Instead of less than 10% of drugs reaching the market, a new study has found that almost 15% of new compounds pass clinical trial–which still suggests that it’s pretty daunting. Clinical trials give us a chance to test how a new drug or therapy interacts with the body and whether it is any good at curing disease before being launched.

Previous studies estimated that the likelihood of a drug at Phase 1 making it all the way to the market was between 3% and 9%, says Labiotech.eu. However, a new study carried out by researchers at Massachusetts Institute of Technology (MIT), and published in Biostatistics, has found that the outlook may not be quite so bleak, with a success rate of closer to 14%.

The study followed more than 21,000 compounds through the clinic between 2000 and 2015. The group at MIT defined key characteristics, including whether a compound was undergoing Phase 1, 2, or 3 clinical trials so that a diverse range of studies could be analyzed.

Once the fate of each of the compounds had been discovered, the group calculated the probability-of-success (POS) for all drugs and indications, which researchers and investors then utilize to decide whether to move a drug forward.

The study coordinators defined the drug-advancement pathway as the development of a drug for a specific indication. Overall, 13.8% of all drug development programs were eventually approved, which is higher than the 10.4% reported in a previous, smaller study. The study also found that there was an increased POS at each of the clinical trial phases, particularly at from Phase 2 to 3, which increased from 32.4% observed in a previous study to 58.3%.
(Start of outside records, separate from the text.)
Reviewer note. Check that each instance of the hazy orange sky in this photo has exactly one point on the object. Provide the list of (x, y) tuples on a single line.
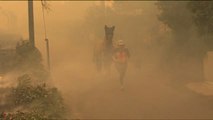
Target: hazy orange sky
[(14, 14)]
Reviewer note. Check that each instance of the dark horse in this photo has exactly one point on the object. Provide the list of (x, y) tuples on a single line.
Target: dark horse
[(103, 51)]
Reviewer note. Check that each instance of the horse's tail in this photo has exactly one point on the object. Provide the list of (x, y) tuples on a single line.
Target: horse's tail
[(97, 57)]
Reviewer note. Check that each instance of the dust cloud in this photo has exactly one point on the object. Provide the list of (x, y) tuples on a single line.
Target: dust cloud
[(152, 90)]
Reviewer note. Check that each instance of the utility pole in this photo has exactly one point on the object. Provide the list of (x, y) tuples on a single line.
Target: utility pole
[(31, 23)]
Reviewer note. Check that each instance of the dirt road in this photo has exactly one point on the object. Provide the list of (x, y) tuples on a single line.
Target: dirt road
[(148, 94)]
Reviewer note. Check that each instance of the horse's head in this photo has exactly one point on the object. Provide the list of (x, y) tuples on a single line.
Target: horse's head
[(109, 34)]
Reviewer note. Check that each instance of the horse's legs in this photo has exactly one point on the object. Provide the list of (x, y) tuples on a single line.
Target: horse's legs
[(121, 67)]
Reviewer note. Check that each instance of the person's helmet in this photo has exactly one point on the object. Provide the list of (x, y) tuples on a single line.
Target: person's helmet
[(121, 43)]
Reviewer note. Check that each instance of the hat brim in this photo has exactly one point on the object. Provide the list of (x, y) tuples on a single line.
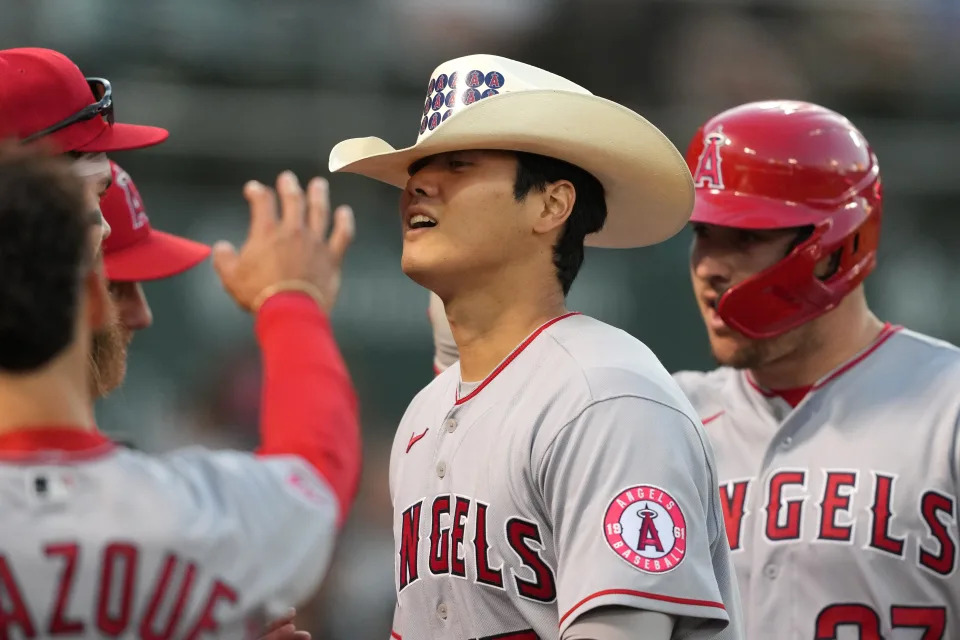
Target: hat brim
[(648, 187), (158, 255), (124, 137)]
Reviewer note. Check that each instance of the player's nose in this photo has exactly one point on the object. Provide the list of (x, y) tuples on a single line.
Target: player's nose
[(423, 184), (132, 305), (711, 267)]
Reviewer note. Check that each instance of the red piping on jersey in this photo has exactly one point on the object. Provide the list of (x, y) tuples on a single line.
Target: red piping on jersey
[(706, 421), (513, 355), (885, 334), (643, 594), (53, 444), (309, 405)]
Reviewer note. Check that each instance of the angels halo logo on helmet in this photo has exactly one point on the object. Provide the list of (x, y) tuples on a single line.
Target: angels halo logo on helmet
[(502, 104), (785, 164)]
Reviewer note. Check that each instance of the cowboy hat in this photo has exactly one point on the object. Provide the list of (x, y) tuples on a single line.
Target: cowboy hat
[(489, 102)]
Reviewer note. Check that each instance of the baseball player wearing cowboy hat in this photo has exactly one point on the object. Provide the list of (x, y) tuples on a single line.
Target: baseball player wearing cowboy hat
[(197, 541), (555, 482)]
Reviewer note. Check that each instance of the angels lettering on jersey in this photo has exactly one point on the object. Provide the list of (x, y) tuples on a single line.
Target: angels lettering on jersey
[(788, 499), (470, 533)]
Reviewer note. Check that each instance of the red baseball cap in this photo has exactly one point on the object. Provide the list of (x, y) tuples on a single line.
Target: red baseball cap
[(134, 251), (43, 90)]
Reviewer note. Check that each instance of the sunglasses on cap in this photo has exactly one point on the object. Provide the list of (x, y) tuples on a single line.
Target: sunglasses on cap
[(100, 87)]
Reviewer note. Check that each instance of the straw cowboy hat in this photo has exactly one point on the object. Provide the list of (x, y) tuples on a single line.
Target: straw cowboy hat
[(489, 102)]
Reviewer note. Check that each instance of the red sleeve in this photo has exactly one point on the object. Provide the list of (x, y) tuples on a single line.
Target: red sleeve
[(309, 405)]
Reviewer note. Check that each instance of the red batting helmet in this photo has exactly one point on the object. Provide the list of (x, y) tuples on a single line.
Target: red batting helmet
[(782, 164)]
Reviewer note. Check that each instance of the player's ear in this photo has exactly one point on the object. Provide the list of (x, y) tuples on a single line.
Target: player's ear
[(558, 199), (96, 297)]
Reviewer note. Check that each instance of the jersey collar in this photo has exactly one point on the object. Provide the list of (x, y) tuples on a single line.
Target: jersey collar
[(510, 358), (885, 333), (53, 444)]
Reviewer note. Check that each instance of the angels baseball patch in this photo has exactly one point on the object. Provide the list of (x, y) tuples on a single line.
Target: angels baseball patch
[(645, 526)]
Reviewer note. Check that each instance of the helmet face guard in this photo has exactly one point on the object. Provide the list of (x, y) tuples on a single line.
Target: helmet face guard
[(789, 293), (784, 165)]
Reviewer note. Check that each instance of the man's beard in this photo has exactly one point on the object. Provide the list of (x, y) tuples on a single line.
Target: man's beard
[(755, 354), (108, 359)]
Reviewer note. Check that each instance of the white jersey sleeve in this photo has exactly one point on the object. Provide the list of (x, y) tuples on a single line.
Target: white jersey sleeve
[(635, 520), (278, 513)]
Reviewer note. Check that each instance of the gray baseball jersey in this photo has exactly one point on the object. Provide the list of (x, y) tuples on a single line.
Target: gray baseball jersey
[(842, 512), (575, 476), (98, 541)]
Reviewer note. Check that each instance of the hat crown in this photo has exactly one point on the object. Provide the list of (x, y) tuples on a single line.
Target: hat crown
[(40, 87), (124, 211), (458, 84)]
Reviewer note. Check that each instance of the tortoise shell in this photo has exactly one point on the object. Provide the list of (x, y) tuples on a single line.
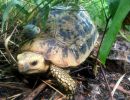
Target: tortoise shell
[(69, 37)]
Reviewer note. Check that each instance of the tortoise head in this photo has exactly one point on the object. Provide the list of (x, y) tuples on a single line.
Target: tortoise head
[(31, 63)]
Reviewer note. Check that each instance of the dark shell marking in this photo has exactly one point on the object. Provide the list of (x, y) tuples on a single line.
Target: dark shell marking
[(73, 31), (69, 38)]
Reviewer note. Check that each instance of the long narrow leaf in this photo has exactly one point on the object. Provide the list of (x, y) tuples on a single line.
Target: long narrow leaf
[(110, 36)]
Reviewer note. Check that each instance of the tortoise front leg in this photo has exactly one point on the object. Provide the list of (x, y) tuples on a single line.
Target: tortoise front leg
[(64, 79)]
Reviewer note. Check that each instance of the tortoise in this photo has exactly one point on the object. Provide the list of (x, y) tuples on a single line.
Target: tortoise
[(69, 38)]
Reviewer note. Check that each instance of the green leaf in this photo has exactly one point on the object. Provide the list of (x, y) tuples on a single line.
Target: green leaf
[(110, 36), (8, 9)]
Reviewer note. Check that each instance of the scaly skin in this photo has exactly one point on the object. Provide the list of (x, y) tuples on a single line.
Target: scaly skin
[(64, 79)]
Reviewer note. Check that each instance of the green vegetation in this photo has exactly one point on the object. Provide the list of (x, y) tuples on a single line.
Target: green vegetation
[(108, 15)]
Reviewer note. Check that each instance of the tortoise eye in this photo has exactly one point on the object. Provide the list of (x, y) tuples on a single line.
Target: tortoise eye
[(34, 63)]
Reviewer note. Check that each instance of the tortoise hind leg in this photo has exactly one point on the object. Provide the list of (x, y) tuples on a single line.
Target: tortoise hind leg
[(64, 79)]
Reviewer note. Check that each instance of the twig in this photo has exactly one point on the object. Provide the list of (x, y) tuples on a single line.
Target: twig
[(54, 88), (35, 92)]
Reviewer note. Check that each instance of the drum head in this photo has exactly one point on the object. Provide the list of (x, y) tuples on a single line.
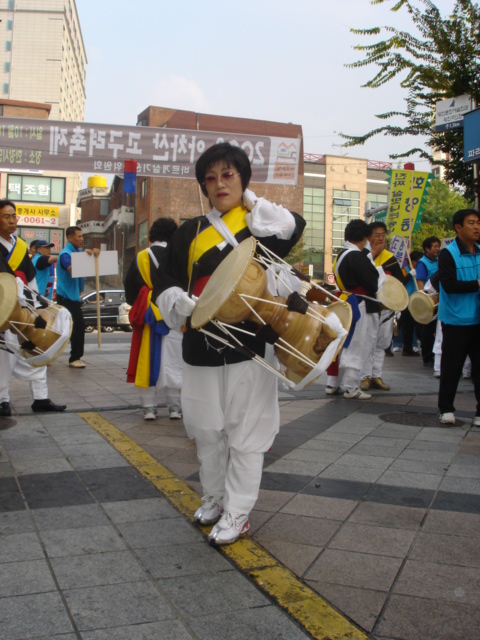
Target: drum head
[(223, 282), (8, 298), (392, 294), (422, 307)]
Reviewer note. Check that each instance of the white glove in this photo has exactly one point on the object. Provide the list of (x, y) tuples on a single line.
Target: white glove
[(184, 305), (249, 199)]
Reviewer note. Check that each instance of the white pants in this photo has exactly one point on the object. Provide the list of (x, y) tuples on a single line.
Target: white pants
[(169, 383), (19, 367), (233, 414), (378, 338), (351, 359)]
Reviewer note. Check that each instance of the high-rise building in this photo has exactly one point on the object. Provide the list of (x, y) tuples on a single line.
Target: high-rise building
[(42, 62), (42, 55)]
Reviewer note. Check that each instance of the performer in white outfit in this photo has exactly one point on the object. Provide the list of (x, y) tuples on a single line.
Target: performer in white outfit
[(356, 274), (156, 363), (14, 252), (230, 404)]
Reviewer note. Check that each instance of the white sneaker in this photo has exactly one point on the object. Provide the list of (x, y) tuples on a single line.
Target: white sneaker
[(175, 412), (356, 394), (210, 511), (447, 418), (150, 413), (229, 528), (332, 391)]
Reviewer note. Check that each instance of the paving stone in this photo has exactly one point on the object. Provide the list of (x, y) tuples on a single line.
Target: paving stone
[(117, 605), (425, 619), (20, 546), (69, 517), (440, 582), (388, 515), (21, 578), (361, 605), (198, 598), (446, 549), (298, 529), (353, 569), (452, 523), (168, 629), (72, 542), (319, 507), (267, 623), (384, 541), (140, 510), (173, 561), (155, 533), (32, 616)]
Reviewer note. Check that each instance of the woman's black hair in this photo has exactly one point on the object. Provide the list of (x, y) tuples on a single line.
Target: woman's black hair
[(162, 230), (356, 231), (223, 152), (460, 215)]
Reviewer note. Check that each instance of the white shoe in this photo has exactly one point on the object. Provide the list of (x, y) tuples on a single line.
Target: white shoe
[(332, 391), (447, 418), (150, 413), (77, 364), (210, 511), (229, 528), (175, 412), (357, 394)]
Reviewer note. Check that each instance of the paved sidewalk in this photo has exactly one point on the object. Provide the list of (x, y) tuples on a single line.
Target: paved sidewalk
[(372, 505)]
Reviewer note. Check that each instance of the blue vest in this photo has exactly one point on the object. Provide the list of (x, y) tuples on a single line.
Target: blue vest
[(41, 276), (461, 309), (68, 287)]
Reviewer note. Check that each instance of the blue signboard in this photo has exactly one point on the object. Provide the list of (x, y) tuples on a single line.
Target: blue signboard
[(471, 136)]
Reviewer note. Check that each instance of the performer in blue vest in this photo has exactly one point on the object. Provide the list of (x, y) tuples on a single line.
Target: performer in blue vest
[(44, 264), (68, 293), (459, 311), (426, 267)]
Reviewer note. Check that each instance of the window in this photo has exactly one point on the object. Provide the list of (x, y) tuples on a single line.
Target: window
[(36, 189), (346, 207), (142, 235)]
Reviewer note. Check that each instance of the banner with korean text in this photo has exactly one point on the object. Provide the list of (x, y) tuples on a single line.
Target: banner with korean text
[(159, 152), (401, 206), (36, 216)]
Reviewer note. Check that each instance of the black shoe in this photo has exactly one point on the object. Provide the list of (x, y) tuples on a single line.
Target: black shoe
[(5, 409), (47, 405)]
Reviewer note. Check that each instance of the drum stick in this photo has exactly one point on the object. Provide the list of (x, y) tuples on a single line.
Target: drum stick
[(193, 273), (97, 286)]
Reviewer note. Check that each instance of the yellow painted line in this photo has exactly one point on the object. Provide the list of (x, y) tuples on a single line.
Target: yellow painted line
[(310, 610)]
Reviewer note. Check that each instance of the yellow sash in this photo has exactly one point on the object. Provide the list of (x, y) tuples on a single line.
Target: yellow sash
[(142, 374), (17, 254), (234, 219)]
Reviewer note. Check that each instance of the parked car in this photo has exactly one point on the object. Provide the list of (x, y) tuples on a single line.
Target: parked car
[(113, 310)]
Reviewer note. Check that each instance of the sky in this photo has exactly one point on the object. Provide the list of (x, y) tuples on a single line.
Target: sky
[(278, 60)]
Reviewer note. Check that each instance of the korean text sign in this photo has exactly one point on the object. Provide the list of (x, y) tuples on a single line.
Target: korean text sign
[(159, 152)]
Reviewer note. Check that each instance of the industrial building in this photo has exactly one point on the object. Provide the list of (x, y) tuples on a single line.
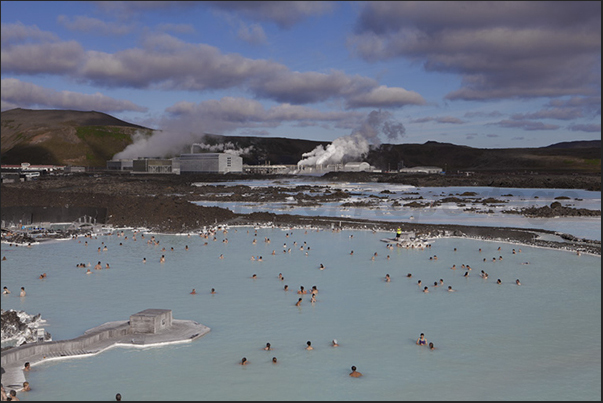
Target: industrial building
[(120, 165), (156, 166), (423, 170), (210, 163)]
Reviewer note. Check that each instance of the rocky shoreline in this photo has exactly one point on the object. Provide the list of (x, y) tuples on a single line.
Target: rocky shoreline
[(162, 203)]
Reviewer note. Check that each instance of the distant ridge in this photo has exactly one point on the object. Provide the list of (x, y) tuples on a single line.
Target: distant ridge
[(64, 137), (67, 137), (577, 144), (56, 117)]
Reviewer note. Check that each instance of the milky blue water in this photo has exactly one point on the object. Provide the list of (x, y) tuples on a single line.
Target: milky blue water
[(471, 213), (537, 341)]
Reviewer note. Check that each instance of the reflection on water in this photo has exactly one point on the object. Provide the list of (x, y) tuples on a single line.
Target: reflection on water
[(537, 341), (391, 205)]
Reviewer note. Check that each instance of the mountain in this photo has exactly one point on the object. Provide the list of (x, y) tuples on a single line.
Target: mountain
[(91, 138), (63, 137)]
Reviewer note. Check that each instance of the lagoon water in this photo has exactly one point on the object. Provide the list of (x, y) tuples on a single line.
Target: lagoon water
[(382, 209), (537, 341)]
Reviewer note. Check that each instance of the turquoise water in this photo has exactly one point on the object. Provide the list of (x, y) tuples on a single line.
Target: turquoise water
[(537, 341), (382, 208)]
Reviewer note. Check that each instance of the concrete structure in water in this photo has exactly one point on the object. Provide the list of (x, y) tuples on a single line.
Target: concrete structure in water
[(145, 328)]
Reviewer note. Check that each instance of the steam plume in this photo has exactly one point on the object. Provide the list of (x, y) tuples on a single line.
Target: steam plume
[(167, 144), (353, 146)]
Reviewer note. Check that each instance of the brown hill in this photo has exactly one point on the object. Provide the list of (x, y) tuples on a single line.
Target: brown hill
[(63, 137), (92, 138)]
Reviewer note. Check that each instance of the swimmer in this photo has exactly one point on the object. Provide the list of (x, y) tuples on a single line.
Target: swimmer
[(421, 341), (354, 373)]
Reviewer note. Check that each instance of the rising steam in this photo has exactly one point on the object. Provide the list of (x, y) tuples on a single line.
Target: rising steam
[(357, 144), (167, 144)]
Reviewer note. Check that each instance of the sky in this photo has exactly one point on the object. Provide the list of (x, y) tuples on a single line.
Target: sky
[(482, 74)]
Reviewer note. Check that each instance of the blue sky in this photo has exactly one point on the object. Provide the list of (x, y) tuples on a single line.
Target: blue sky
[(482, 74)]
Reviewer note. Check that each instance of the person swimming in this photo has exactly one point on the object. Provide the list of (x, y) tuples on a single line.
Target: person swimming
[(421, 341), (354, 373)]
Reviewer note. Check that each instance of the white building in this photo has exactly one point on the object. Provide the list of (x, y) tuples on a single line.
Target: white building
[(423, 170), (120, 165), (210, 162), (156, 166), (357, 167)]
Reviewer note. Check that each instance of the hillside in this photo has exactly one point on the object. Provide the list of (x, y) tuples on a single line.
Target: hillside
[(63, 137), (91, 138)]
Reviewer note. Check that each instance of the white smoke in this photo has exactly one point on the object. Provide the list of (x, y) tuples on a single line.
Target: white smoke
[(357, 144), (352, 146), (162, 144), (227, 148), (167, 144)]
But the numbers vary greatly among indications. In the case of infectious diseases, 1 in 3 drugs was approved, while around 3% of cancer drugs succeeded. This is despite suggestions that too many cancer drugs are making it through the clinic.

A study carried out by King’s College London and the London School of Economics found that the majority of EMA-approved cancer drugs had not improved survival or quality of life during clinical trials. In addition, of those that did improve survival, the benefits were limited, with patients surviving for just an extra 5.8 months maximum.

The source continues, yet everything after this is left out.